Prezydent Turcji Recep Tayyip Erdogan nazwał w środę sankcje nałożone na Turcję przez USA w związku z zakupem rosyjskiego systemu obrony powietrznej próbą powstrzymania rozwijającego się przemysłu obronnego jego kraju.
Jak poinformował w środę Defense News zdaniem prezydenta Turcji Recepa Erdogana, amerykańskie sankcje nałożone na Turcję w związku z kupnem systemów S-400 od Rosji, są próbą powstrzymania rozwoju tureckiego przemysłu zbrojeniowego.
W przemówieniu wygłoszonym podczas inauguracji autostrady w środkowej Turcji Erdogan powiedział również, że sankcje zwiększą determinację jego rządu, by wzmocnić i uniezależnić turecki przemysł obronny.

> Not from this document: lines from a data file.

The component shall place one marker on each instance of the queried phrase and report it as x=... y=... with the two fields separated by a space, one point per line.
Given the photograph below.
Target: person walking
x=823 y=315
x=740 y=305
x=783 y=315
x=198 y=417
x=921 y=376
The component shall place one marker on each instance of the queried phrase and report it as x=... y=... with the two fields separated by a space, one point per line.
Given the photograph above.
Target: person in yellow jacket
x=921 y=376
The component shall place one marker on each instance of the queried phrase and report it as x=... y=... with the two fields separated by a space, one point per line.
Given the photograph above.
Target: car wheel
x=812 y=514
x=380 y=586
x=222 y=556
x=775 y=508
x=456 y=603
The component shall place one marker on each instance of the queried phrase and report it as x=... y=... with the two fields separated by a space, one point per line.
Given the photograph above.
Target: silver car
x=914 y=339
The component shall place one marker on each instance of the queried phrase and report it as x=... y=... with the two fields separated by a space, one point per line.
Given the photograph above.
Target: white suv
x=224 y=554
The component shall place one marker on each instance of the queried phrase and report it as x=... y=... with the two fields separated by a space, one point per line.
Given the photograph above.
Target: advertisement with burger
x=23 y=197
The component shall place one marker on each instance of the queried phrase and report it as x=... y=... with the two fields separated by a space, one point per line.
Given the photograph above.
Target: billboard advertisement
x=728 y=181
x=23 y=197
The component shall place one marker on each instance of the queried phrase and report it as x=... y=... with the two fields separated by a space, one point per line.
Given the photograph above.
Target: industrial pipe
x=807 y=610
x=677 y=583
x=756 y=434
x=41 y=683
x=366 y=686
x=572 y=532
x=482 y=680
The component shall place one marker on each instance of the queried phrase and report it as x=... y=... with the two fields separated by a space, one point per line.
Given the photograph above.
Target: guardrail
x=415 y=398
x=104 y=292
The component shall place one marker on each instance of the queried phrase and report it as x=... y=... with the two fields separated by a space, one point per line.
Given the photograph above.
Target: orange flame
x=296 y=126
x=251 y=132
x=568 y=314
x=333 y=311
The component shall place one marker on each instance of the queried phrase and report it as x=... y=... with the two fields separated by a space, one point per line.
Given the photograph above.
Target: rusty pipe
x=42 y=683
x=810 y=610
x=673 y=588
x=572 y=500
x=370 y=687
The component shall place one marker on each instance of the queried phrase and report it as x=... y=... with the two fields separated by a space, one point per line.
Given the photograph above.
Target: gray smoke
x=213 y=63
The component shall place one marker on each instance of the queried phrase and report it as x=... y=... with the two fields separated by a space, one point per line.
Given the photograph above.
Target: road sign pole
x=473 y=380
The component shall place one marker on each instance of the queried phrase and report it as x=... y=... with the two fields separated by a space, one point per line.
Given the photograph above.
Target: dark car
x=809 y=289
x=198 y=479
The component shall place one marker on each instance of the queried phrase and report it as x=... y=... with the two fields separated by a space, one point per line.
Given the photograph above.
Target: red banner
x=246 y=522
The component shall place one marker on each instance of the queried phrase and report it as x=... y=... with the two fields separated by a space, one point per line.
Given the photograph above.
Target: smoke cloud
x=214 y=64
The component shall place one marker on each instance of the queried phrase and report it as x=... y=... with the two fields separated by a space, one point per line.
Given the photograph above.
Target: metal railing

Stany Zjednoczone nałożyły w poniedziałek sankcje w związku z zakupem przez Turcję zaawansowanego rosyjskiego systemu S-400. Są częścią amerykańskiego prawa znane jako CAATSA, które ma na celu hamowanie wpływów swoich przeciwników, w tym Rosji.
Ich celem został szef tureckiego przemysłu obronnego, Ismail Demir i trzech innych ważnych urzędników. Kary blokują wszelkie aktywa, które czterej urzędnicy mogą mieć w Stanach Zjednoczonych, a także zakazują im wjazdu do USA.
„Prawdziwym celem (sankcji) jest zablokowanie postępu, jakiego ostatnio dokonaliśmy w przemyśle obronnym i ponowne uzależnienie nas od (Stanów Zjednoczonych)” – powiedział Erdogan. „Gdyby to nie był problem S-400, znaleźliby inne problemy”.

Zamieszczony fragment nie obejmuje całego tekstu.